Extinguishment of Debt. Gains and losses, including fees, incurred in connection with the early extinguishment of debt are charged to current earnings as reductions in noninterest income.
Postretirement Benefits. The Company uses an actuarial-based accrual method of accounting for post-retirement benefits. The Company offers a continuation of group insurance coverage to eligible employees electing early retirement until age 65. The Company pays a portion of these early retirees’ insurance premium which are determined at their date of retirement. The Company reimburses a portion of Medicare Part B premiums for all retirees and spouses over 65. The Company does not fund its post-retirement benefit plan.
Other. Securities and other property held by the Bank in a fiduciary or agency capacity are not included in the financial statements since such items are not assets of the Company or its subsidiaries.

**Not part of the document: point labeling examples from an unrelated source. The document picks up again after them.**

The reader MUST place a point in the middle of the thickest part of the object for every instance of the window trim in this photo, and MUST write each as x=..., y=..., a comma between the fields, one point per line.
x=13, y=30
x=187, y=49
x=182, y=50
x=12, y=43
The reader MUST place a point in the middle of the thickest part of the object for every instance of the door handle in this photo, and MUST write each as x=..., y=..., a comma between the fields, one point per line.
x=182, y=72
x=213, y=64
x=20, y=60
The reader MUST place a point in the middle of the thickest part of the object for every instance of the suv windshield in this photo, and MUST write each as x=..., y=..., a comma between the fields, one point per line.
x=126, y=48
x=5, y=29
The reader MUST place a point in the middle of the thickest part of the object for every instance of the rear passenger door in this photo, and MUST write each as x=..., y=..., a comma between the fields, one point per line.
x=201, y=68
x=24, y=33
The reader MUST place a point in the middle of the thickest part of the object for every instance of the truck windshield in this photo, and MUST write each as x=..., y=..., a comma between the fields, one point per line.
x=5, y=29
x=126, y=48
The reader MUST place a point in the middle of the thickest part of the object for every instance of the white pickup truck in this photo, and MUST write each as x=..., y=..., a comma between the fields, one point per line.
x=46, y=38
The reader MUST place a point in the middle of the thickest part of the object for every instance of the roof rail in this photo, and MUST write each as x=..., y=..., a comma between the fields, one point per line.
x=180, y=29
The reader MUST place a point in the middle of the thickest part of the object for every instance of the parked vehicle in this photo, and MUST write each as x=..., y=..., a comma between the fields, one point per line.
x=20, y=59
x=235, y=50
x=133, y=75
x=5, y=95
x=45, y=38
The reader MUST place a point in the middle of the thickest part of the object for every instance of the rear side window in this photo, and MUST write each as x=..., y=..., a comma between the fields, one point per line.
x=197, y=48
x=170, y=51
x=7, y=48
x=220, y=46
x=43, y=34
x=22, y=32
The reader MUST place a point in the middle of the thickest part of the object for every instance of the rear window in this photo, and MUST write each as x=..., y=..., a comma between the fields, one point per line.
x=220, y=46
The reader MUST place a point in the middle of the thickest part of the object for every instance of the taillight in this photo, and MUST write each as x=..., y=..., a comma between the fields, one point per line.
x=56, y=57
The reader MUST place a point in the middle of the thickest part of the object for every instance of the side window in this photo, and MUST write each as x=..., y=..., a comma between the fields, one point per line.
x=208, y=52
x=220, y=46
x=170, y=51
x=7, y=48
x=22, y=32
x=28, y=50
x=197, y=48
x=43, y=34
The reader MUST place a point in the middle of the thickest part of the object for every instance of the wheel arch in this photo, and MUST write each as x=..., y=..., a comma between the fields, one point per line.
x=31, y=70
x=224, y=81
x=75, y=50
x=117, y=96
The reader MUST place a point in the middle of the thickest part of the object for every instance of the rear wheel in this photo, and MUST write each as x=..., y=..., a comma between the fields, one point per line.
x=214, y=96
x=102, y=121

Recently Issued Accounting Pronouncements
In February 2006, the FASB issued FAS 155, Accounting for Certain Hybrid Financial Instruments, which amends FAS 133, Accounting for Derivatives and Hedging Activities, and FAS 140, Accounting for Transfers and Servicing of Financial Assets and Extinguishments of Liabilities. Hybrid financial instruments are single financial instruments that contain an embedded derivative. Under FAS 155, entities can elect to record certain hybrid financial instruments at fair value as individual financial instruments. Prior to this amendment, certain hybrid financial instruments were required to be separated into two instruments — a derivative and host — and generally only the derivative was recorded at fair value. FAS 155 also requires that beneficial interests in securitized assets be evaluated for either freestanding or embedded derivatives. FAS 155 is effective for all financial instruments acquired or issued after January 1, 2007. FAS 155 will have no effect on our consolidated financial statements on the date of adoption.

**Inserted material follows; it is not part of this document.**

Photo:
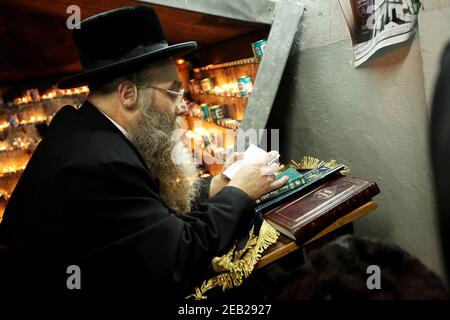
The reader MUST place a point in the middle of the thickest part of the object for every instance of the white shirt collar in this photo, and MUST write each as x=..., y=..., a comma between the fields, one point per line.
x=117, y=125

In July 2006, the Financial Accounting Standards Board issued Financial Interpretation No. 48, “Accounting for Uncertainty in Income Taxes” (FIN 48). FIN 48 supplements FAS 109, “Accounting for Income Taxes,” by defining the threshold for recognizing tax benefits in the financial statements as “more likely than not” to be sustained by the applicable taxing authority. The benefit recognized for a tax position that meets the “more likely than not” criterion is measured based on the largest benefit that is more than 50% likely to be realized, taking into consideration the amounts and probabilities of the outcomes upon settlement. The Company will adopt FIN 48 effective January 1, 2007, as required. The cumulative effect of applying the new requirements must be reflected as adjustments to the Company’s retained earnings as of January 1, 2007. At December 31, 2006, the Company’s reserve for uncertain tax positions was less than $1 million; any adjustment to retained earnings will be immaterial.

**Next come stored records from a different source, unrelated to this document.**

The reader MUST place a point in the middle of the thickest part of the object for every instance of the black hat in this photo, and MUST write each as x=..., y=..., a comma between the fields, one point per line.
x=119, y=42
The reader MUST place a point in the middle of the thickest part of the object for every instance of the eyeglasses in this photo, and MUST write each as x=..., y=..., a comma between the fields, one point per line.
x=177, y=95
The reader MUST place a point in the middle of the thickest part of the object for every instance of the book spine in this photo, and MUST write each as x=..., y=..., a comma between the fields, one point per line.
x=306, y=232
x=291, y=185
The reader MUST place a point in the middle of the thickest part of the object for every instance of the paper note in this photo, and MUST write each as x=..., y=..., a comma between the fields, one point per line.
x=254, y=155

In September 2006, the SEC staff issued Staff Accounting Bulletin No. 108, “Considering the Effects of Prior Year Misstatements when Quantifying Misstatements in Current Year Financial Statements” (SAB 108). SAB 108 was issued in order to eliminate the diversity of practice surrounding how public companies quantify financial statement misstatements. The Company has historically focused on the impact of misstatements on the income statement, including the reversing effect of prior year misstatements. With a focus on the income statement, the Company’s analysis can lead to the accumulation of misstatements in the balance sheet. In applying SAB 108, the Company must also consider accumulated misstatements in the balance sheet. SAB 108 permits companies to initially apply its provisions by recording the cumulative effect of misstatements as adjustments to the balance sheet as of the first day of the fiscal year, with an offsetting adjustment recorded to retained earnings, net of tax. The Company has adopted SAB 108 with an adjustment to reduce other liabilities by $3 million, with a corresponding increase to retained earnings of $1.8 million, net of tax. The $3 million overstatement of other liabilities accumulated over seventeen years, as the liability accrued for stock-based compensation exceeded the amount paid to employees. These misstatements had not previously been material to the income statements for any of those prior periods.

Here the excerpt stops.